- Cover to Spider-Man: With Great Power #1 by Tony Harris.

Publication information
- Publisher: Marvel Comics
- Schedule: Monthly
- Format: Limited series
- Genre: Superhero; Coming-of-age;
- Publication date: January 9, 2008
- No. of issues: 5

Creative team
- Written by: David Lapham
- Artist: Tony Harris

= Spider-Man: With Great Power =

Comic book limited series

Spider-Man: With Great Power is a five-issue comic book limited series from Marvel Comics written by David Lapham and illustrated by Tony Harris, which premiered on January 9, 2008. The series examines Spider-Man's formative days, focusing on the period between the accident that gave Peter Parker superhuman powers and the murder of his Uncle Ben. The series was published under Marvel's Marvel Knights imprint.

==Production==
Editor Warren Simons explained that the idea came to David Lapham years previously when flipping through Amazing Fantasy #15 (the comic book in which Spider-Man first appeared), and noted the various newspaper headlines "Spider-Man Wins Showbiz Award", "Spider-Man Plays to Packed House", and "Who Is Spider-Man?". Tony Harris explained that With Great Power takes place in between the two panels in which Amazing Fantasy writer Stan Lee's narration mentions the coming weeks and months that passed, during which Spider-Man used his superhuman abilities to become a celebrity. Lapham explained that the series would examine how a teenager would deal with gaining superhuman powers, becoming a national celebrity, and upholding his responsibilities as a high school student. The inciting incident of the story would be Peter being bitten by the radioactive spider, and being approached by fight promoter Monty Caabash after successfully fighting wrestler Crusher Hogan. Other characters and themes will include mobsters involved with Spider-Man's professional wrestling career, a Mrs. Robinson figure in Peter's life, giant monsters, and childhood love. Perennial Spider-Man supporting cast members such as Flash Thompson, Liz Allan and J. Jonah Jameson will also be present.

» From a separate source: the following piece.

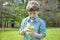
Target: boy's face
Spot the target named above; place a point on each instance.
(33, 14)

Harris also stated that his rendition of the series would retain as much of the source material's designs as possible, including the "nerdy" wardrobe and glasses worn by Parker 45 years previously, but that he would give him an updated hairstyle. Harris stated that he expanded upon the design of the machine that irradiated the spider that would bite Peter Parker, though it would be familiar to those who read Amazing Fantasy #15, and that he would depict a mix of automobiles in background scenes from various eras that would obscure the time period in which the story takes place.

==Critical reception==
The book holds a critics' rating of 5.6 out of 10 at the review aggregator website Comic Book Round Up, based on seven reviews.